We believe that patient education can be an additional method to complement. There are several studies, not only associated with the field of dermatology, which described the significant influence of patient’s education on the course of diseases, its severity, treatment efficacy, or quality of life (QoL). In the randomized controlled trial by Heratizadeh et al., the educational training program among adults with atopic dermatitis (AD) shows beneficial effects on a variety of psychosocial parameters, as well as AD severity [7]. In another review study, which objective of the article was to analyse and summarize evidence concerning the effects of patient education on QoL and disease severity in patients with chronic skin diseases, in five of 10 studies that met the inclusion criteria, statistically significant improvements in QoL were reported. Moreover, the severity of skin disease significantly improved in three studies [8]. However, slightly different results were shown in the meta-analysis, which determined the role of health education in HS treatment and its impact on outcomes in patients with chronic HS. The biggest impact of education was shown in terms of adherence to pharmacological therapy and self-care in that research, but education did not affect QoL [9]. A notable difference worth underlining is that the main educational tool used in the above-mentioned studies is educational programs, not the literature like books or handbooks, as it is in our research.

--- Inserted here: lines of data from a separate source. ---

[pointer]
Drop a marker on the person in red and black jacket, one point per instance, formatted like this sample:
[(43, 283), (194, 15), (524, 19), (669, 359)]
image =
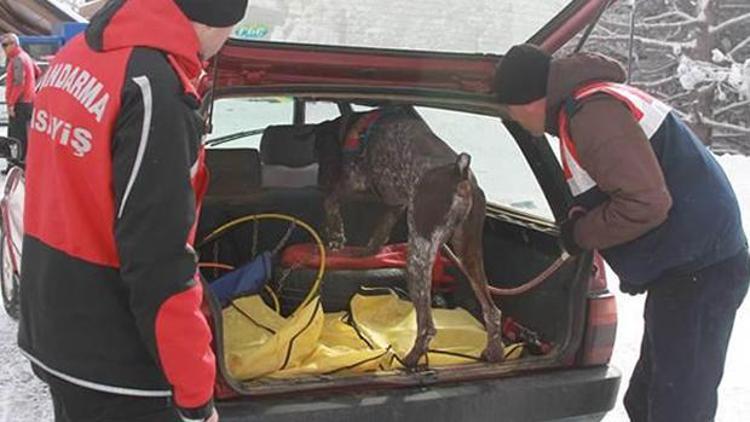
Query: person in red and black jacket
[(110, 304), (19, 86)]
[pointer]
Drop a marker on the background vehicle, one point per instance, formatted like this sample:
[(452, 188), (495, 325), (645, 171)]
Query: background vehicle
[(11, 225)]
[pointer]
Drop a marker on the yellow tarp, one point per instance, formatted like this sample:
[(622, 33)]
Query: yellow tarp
[(380, 330)]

In our study, both groups mostly stated that smoking may worsen the severity of the disease, group A – 78.4%, group B – 90%, respectively. However, only 33.3% of patients before reading the handbook knew that there are some medications, which can help in smoking cessation. In this area we observed a statistically significant improvement, increasing the percentage of the correct answer to 53.3% among people after our educational intervention (p = 0.048). Currently, seven smoking cessation therapies are approved by the United States Food and Drug Administration (FDA), including two drugs: varenicline, bupropion [10]. As presented by Sabat et al., lifestyle modification, including weight reduction and cessation of smoking, are crucial in HS management and the practitioners should present patients with possible therapeutic options that may help them in achieving their therapeutic goals [1].

High scores obtained from patients on questions about the idea of preparing the handbook, its usefulness, and meeting their expectations about it show that such educational tools may increase not only the patients’ knowledge but also satisfaction with the treatment process. It has also been shown in two other studies. A systemic review by Dicpinigaitis et al. concluded that patient education neurosurgical programs in different forms, including text-based educational interventions, improve patients’ awareness and satisfaction [11]. In the second study, a randomized controlled trial, authors concluded that written MRI materials before the examination not only reduce the probability of high anxiety levels before the scan but also increase patient satisfaction [12].

This study has some limitations. The most significant involve the difference in the size of the compared groups and the exclusion of patients under the age of 18 from our study. Considering the low prevalence of HS, the research group was also quite meagre. Furthermore, the research was based on an unvalidated questionnaire. Patients aged over 50, with a lower cultural level, and living in the countryside or towns under 20,000 inhabitants are less represented in the study.

Our study demonstrated that knowledge about HS among patients is still insufficient. It is crucial to promote reliable information about the disease as well as to educate patients, especially in the field of rare disorders. Tools such as handbooks may prove useful in disseminating expertise and helping patients to understand their disease. Moreover, it is worth underlining that Facebook may allow efficient and rapid distribution of such reliable medical knowledge. Further research is needed to investigate whether the educational tools in HS could be beneficial not only from the patient’s point of view but may also be cost-effective, due to, inter alia, better mutual understanding and thus cooperation between the patients and the doctors.

Conflict of interest

The authors declare no conflict of interest.